For this reason, I would encourage the Federal Government to guard against taking an exclusive view of constitutional reform and focussing on nothing but the document itself. It should also explore those constitutional questions which may not directly or immediately involve the national constitution but which are no less fundamental to the constitutional place of indigenous peoples in Australia. In these I would include the future of Northern Territory Aboriginal peoples and lands, particularly in respect of the NT government's campaign for statehood; the future of the Torres Strait; service delivery issues between Federal, State and Territory and local governments, recognition and management of indigenous marine rights, and provision for comprehensive or multifunctional regional agreements.
In all cases, if Indigenous peoples are to feel included in Australia's 2001 centenary, we must have some structures or processes established to facilitate specific reforms. Torres Strait Islanders have been seeking a commitment to such a process for their region.
In establishing a process whereby Indigenous Australians could participate in the process of constitutional reform, the Commonwealth would do well to look both to the Canadian example where the Federal Government provided specific funds for indigenous organisations to participate in the debate, and to the United Nations Working Group on Indigenous Populations and the `Voluntary Fund for Indigenous Populations'.

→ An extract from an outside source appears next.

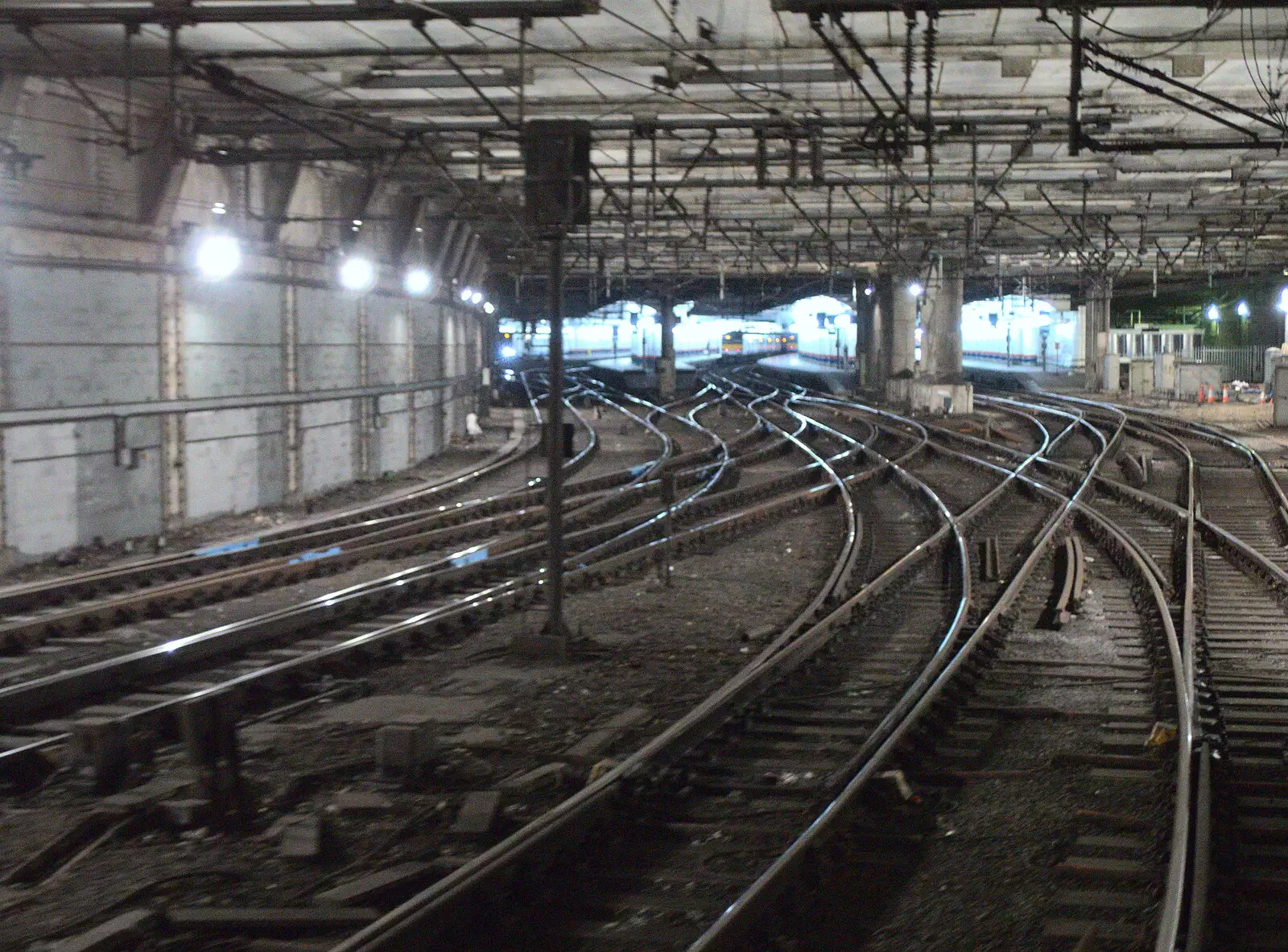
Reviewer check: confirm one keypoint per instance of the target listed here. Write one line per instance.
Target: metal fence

The background to the UN Working Group in fact mirrors the very situation we are talking about. At its first meeting in 1982 the Working Group adopted rules of procedure which permitted any interested party, including Indigenous people, to attend its meetings and put submissions. In addition, in recognition of the financial impediments which would prevent many Indigenous groups from attending meetings and the desirability of broad representation, in 1985 the UN General Assembly created a `Voluntary Fund for Indigenous Populations' which Indigenous peoples and organisations can access to send representatives to the meetings of the Working Group.